Three key regions of the brain regulate the cycle of addiction: the basal ganglia (the “motivation/pleasure-seeking” part of the brain that releases dopamine), the amygdala (the “fight-or-flight” response part of the brain that regulates stress responses), and the prefrontal cortex (which is involved in decision-making and other cognitive processes).

“In essence, the three different regions are acting together to cause the disease, but they’re regulated by very different cell types, very different receptors, very different neurotransmitters,” said Kumar. “A person can have many different things that go wrong leading to the disease of addiction.

Because of all of these nuanced differences, personalized treatments for addiction are key. Someone who has a cortical dysfunction, resulting in multiple relapses, may require a very different type of therapy and medication than someone who has a basal ganglia deficit, for example.

“In fact, if you really want to treat someone well, you’ve got to figure out which part of this cycle is weakest in this individual, and you’ve got to then treat that,” said Kumar.

“Everyone’s addiction needs to have specific treatments. It has to be personalized. The goal of our work is to give targets that can allow stratification of patients to give better treatment.”

One Nucleotide, One Major Change

Kumar’s team found out that one nucleotide – out of 2.8 billion - in a single gene caused a difference in cocaine response between two groups of mice that were otherwise identical. One group was less sensitive to cocaine.

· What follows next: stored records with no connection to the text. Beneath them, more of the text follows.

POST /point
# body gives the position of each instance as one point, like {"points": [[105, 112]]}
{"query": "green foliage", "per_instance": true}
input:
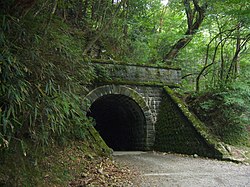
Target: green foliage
{"points": [[226, 112], [42, 78]]}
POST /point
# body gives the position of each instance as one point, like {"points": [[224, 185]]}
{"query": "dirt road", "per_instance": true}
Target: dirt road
{"points": [[170, 170]]}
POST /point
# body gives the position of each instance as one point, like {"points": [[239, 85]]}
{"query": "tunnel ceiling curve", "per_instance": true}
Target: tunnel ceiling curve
{"points": [[120, 121], [123, 101]]}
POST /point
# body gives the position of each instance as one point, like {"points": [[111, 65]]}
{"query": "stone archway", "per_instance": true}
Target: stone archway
{"points": [[122, 117]]}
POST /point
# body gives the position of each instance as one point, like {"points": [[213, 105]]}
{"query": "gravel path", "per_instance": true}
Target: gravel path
{"points": [[163, 170]]}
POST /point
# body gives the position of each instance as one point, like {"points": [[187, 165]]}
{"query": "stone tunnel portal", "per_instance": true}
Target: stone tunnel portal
{"points": [[120, 122]]}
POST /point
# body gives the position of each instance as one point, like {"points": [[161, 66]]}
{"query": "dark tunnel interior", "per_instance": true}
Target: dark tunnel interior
{"points": [[120, 122]]}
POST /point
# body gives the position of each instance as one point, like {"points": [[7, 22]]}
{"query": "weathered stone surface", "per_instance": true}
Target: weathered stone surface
{"points": [[137, 73], [166, 120]]}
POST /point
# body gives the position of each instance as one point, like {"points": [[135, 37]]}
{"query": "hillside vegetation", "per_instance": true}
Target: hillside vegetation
{"points": [[45, 50]]}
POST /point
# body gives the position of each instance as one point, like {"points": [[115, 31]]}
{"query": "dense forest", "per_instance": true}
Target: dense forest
{"points": [[47, 46]]}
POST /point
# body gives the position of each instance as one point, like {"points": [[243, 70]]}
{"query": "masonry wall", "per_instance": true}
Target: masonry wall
{"points": [[137, 73], [175, 133]]}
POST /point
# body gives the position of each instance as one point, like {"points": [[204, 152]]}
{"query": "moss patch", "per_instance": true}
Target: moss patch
{"points": [[178, 130]]}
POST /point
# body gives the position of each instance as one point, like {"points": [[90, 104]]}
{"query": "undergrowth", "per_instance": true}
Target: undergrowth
{"points": [[226, 111]]}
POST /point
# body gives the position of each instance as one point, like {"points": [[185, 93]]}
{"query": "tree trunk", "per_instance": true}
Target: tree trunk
{"points": [[195, 17]]}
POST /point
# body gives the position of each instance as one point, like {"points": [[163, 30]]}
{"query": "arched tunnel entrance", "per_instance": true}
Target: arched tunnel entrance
{"points": [[120, 122]]}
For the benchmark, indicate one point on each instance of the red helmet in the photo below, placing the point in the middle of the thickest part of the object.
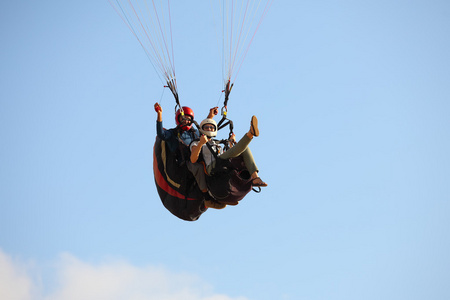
(187, 112)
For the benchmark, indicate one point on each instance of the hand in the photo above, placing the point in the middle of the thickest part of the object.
(203, 139)
(158, 108)
(214, 111)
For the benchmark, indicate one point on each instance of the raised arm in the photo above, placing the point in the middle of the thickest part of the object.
(212, 112)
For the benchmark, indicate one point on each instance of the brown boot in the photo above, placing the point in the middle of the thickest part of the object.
(214, 204)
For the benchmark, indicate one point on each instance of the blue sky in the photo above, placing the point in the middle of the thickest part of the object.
(353, 104)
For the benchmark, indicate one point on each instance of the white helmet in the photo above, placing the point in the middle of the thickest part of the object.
(207, 132)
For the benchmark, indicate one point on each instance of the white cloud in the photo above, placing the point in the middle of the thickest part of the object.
(113, 280)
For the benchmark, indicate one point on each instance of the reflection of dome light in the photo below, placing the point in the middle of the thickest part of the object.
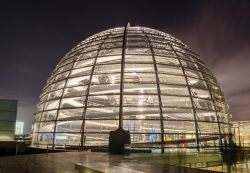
(150, 80)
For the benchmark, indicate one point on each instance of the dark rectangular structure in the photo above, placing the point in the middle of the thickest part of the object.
(8, 111)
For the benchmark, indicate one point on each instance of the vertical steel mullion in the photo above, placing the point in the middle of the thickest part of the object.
(216, 113)
(191, 97)
(60, 100)
(159, 92)
(39, 122)
(88, 89)
(124, 46)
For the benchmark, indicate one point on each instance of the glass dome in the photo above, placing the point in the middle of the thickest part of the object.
(137, 78)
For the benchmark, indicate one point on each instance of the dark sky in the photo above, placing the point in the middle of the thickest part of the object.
(34, 37)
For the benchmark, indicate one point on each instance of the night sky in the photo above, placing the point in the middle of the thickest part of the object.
(35, 36)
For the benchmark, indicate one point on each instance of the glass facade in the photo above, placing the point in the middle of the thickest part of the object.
(137, 78)
(8, 111)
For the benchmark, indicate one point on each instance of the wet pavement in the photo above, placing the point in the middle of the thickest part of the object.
(79, 162)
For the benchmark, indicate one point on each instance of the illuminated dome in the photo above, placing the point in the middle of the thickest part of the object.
(137, 78)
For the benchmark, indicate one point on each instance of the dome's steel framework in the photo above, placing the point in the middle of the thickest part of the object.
(140, 79)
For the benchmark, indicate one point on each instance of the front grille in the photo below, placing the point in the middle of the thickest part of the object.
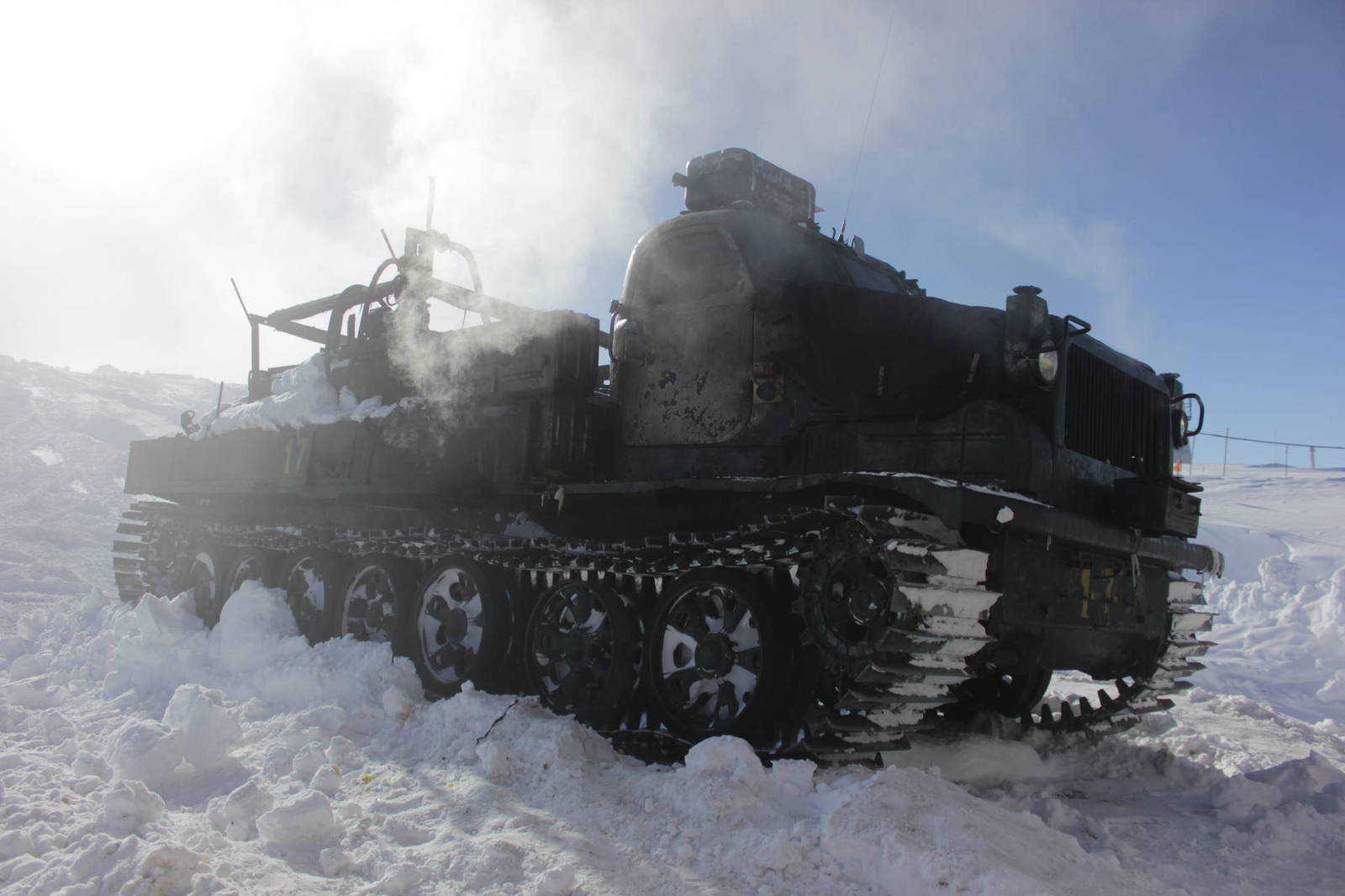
(1114, 417)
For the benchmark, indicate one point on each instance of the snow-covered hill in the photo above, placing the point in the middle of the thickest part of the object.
(143, 754)
(64, 439)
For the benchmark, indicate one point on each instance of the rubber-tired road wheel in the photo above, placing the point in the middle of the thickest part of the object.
(716, 656)
(206, 575)
(374, 591)
(580, 651)
(313, 580)
(457, 626)
(253, 564)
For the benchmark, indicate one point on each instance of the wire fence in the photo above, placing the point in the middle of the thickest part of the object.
(1311, 448)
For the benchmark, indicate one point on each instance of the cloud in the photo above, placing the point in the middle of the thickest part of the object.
(161, 148)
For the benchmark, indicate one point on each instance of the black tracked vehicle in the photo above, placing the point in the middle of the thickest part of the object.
(804, 503)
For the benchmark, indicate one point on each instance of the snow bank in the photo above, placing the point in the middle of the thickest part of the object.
(188, 761)
(300, 397)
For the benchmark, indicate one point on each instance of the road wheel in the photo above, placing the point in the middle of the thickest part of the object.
(457, 626)
(717, 660)
(206, 576)
(580, 651)
(313, 580)
(377, 587)
(253, 564)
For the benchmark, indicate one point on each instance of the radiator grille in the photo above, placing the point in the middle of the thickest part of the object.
(1114, 417)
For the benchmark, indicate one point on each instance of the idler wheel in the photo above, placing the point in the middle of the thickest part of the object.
(376, 589)
(716, 658)
(580, 651)
(457, 626)
(847, 600)
(313, 580)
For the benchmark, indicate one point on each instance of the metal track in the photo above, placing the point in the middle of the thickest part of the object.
(939, 599)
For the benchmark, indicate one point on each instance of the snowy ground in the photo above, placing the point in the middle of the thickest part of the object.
(143, 754)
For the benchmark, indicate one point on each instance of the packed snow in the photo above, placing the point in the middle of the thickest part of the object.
(145, 754)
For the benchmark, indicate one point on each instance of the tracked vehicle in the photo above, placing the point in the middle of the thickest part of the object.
(804, 502)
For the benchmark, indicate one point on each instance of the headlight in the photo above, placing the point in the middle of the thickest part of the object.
(1181, 424)
(1047, 366)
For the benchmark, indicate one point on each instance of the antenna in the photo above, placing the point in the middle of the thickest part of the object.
(240, 299)
(864, 138)
(255, 324)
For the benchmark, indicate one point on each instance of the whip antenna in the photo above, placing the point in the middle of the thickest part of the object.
(864, 138)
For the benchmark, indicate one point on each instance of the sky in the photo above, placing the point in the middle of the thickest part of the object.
(1168, 171)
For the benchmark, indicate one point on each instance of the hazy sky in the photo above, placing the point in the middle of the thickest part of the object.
(1169, 171)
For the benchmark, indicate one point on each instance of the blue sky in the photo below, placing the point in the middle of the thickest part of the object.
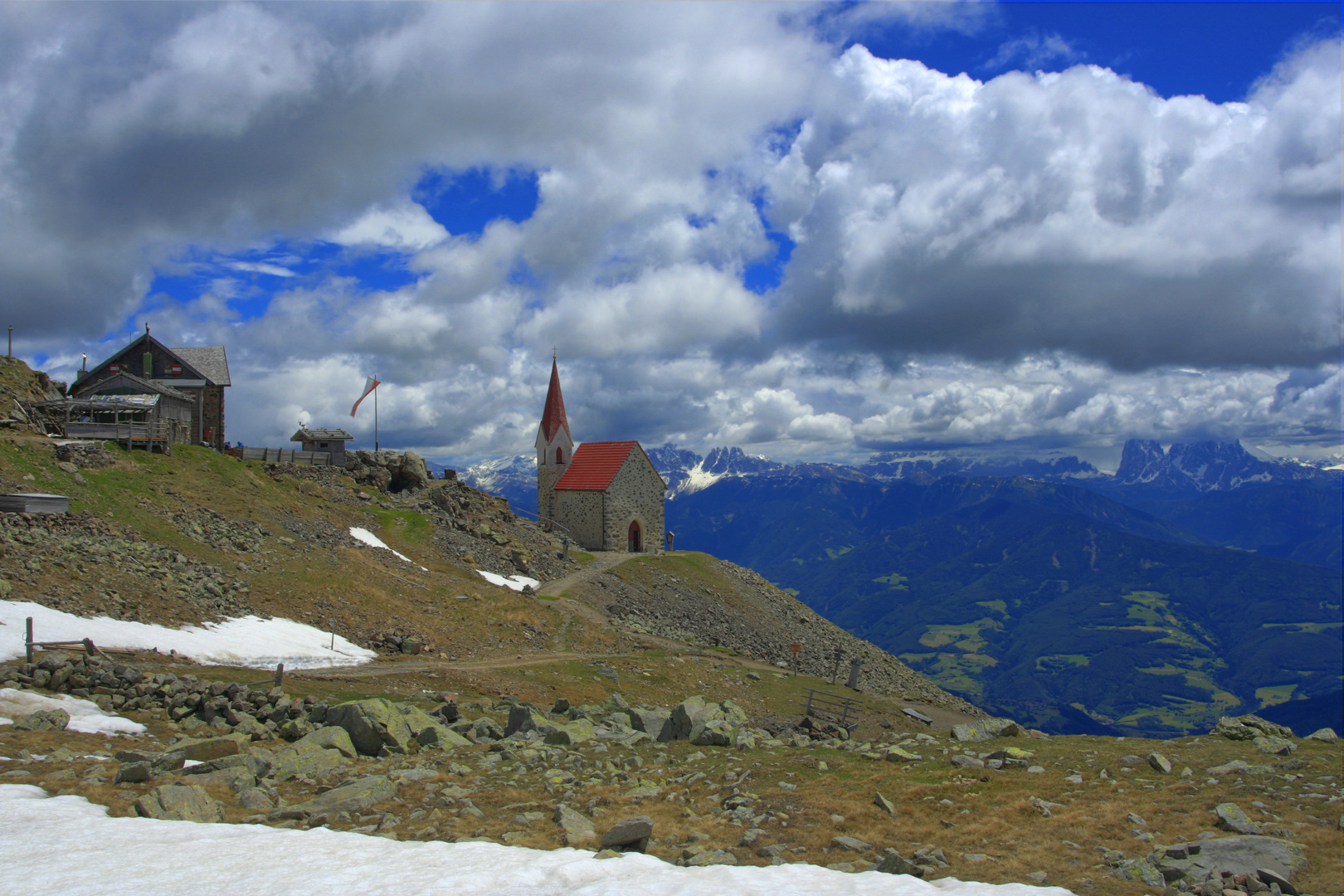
(738, 223)
(1218, 50)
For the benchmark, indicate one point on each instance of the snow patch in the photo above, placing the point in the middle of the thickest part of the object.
(374, 542)
(698, 479)
(251, 641)
(85, 715)
(256, 860)
(515, 582)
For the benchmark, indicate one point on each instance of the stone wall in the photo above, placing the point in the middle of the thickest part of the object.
(581, 514)
(635, 494)
(212, 416)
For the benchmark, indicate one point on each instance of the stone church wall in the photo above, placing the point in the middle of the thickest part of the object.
(636, 494)
(581, 514)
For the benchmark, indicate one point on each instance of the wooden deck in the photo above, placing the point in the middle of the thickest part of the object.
(129, 436)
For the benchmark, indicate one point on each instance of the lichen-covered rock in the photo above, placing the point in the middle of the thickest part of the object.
(715, 733)
(1194, 861)
(986, 730)
(629, 835)
(1274, 746)
(577, 829)
(686, 716)
(1230, 817)
(329, 738)
(305, 761)
(180, 802)
(353, 796)
(375, 726)
(43, 720)
(572, 733)
(1249, 727)
(654, 722)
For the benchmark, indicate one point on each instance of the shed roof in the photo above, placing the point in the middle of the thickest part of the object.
(594, 465)
(207, 359)
(320, 436)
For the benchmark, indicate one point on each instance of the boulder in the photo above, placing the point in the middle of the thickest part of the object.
(431, 731)
(850, 844)
(1230, 817)
(43, 720)
(1249, 727)
(686, 716)
(895, 864)
(1274, 746)
(180, 802)
(329, 738)
(986, 730)
(572, 733)
(375, 726)
(523, 718)
(654, 722)
(1195, 861)
(714, 733)
(353, 796)
(210, 747)
(629, 835)
(576, 829)
(307, 761)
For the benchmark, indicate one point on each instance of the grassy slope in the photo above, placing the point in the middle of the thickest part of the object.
(990, 813)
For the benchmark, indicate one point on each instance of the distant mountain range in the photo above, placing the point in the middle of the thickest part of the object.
(1191, 582)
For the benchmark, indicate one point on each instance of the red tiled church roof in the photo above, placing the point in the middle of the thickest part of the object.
(594, 465)
(553, 418)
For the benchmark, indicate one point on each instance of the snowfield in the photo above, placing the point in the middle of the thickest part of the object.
(251, 641)
(374, 542)
(515, 582)
(101, 856)
(85, 715)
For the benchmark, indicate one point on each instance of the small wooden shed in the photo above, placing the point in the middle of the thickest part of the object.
(34, 503)
(332, 441)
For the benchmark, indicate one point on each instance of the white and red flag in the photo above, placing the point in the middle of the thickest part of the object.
(370, 384)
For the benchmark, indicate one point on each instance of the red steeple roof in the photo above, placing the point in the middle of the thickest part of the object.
(594, 465)
(553, 418)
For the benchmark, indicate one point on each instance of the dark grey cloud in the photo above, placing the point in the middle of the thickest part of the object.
(1062, 258)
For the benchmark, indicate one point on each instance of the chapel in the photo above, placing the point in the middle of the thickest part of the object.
(605, 496)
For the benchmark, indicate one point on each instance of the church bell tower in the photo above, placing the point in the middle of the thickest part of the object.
(554, 449)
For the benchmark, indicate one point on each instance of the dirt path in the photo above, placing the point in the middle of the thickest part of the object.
(602, 561)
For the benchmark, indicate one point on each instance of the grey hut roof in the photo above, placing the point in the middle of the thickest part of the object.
(207, 359)
(321, 436)
(124, 381)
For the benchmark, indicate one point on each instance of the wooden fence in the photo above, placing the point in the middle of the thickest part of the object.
(832, 705)
(149, 436)
(283, 455)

The nervous systems of the mice in the two groups responded to the drugs differently, and their nervous systems even changed differently given the exact same dose of a drug.

When the researchers swapped the nucleotides of the mice, the change completely reversed their responses to drugs.

Kumar and his colleagues were then able to share these findings, and the new mouse models, with colleagues across the nation who study alcohol addiction, food binging, and nicotine addiction.  By sharing these mouse resources, other researchers have shown that this gene also regulates addiction phenotypes seen with these drugs. 

Looking Ahead

It’s predicted that there are hundreds of genes that regulate the process of addiction, and genetic studies in humans scientists have only identified a handful of those genes thus far.

Using the mouse as tool for discovery can be a powerful resource. Kumar’s lab has leveraged data from JAX to discover cluster of 50 novel genes with behavioral phenotypes that are  predictive of addiction. He is currently in the process of testing these genes for addiction. 

There’s so much more to discover, and the Kumar Lab has only scratched the surface.

“With this understanding, we can begin to recognize the driving factors behind addiction, and to take the scourge and the stigma off addiction as a social construct,” said Gregory Leet, JAX’s vice president for advancement. “We can begin to recognize it for the genomic issue that we have come to understand that it is through the great work of people like Vivek.”